Date 13 September 2022

Event ID 1145781

Category Descriptive Accounts

Type Note

Permalink http://canmore.org.uk/event/1145781

NM71SE 25 75287 10089

With the similar remains at Black Mill Bay, the slate quarries and associated settlement at Balure, on the E coast of Lung, represent the most compelling evidence for 18th century slate quarrying in the island. The remains are evident on visualisations derived from Airborne Laser Scanning data and they extend along the coast for a distance of at least 250m and extend from the coastline by up to 50m.

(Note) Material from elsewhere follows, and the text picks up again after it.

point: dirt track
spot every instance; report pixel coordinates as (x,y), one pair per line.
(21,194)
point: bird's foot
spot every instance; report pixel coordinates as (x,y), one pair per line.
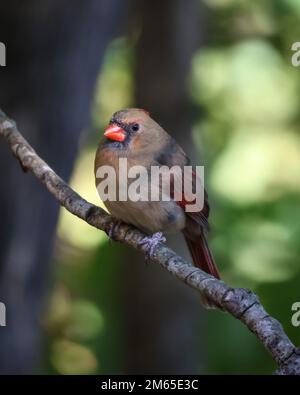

The workings at the N end consist of relatively small and irregular openings (less than 20m in their greatest dimension), generally worked in from the coastal exposures towards the raised beach cliff. The S half of the quarry appears to have been worked more consistently leaving a terrace about 30m in breadth and a band of spoil along the seaward edge. Upon this terrace, there are a series of buildings and garden enclosures, some of which presumably post-date the cessation of quarrying activity.

Three quarries, four buildings and an anchorage labelled ‘Balure Bay’ are depicted on an estate map of 1787 (NRS, RHP975) but the quarry may have been abandoned by 1847, when another estate map shows only four buildings and a hut (NRS, RHP571). The 1st edition of the OS 6-inch map (Argyllshire 1880, sheet cxxix) shows a similar scatter of small buildings as well as a series of garden enclosures that take up most of the aforementioned terrace and are very similar to those depicted at Cullipool and on Easdale. The OS surveyors described Balure at the time as ‘a few houses and several ruins’ (Name Book 53, p.168).

Information from HES Archaeological Survey (GF Geddes), 13 September 2022.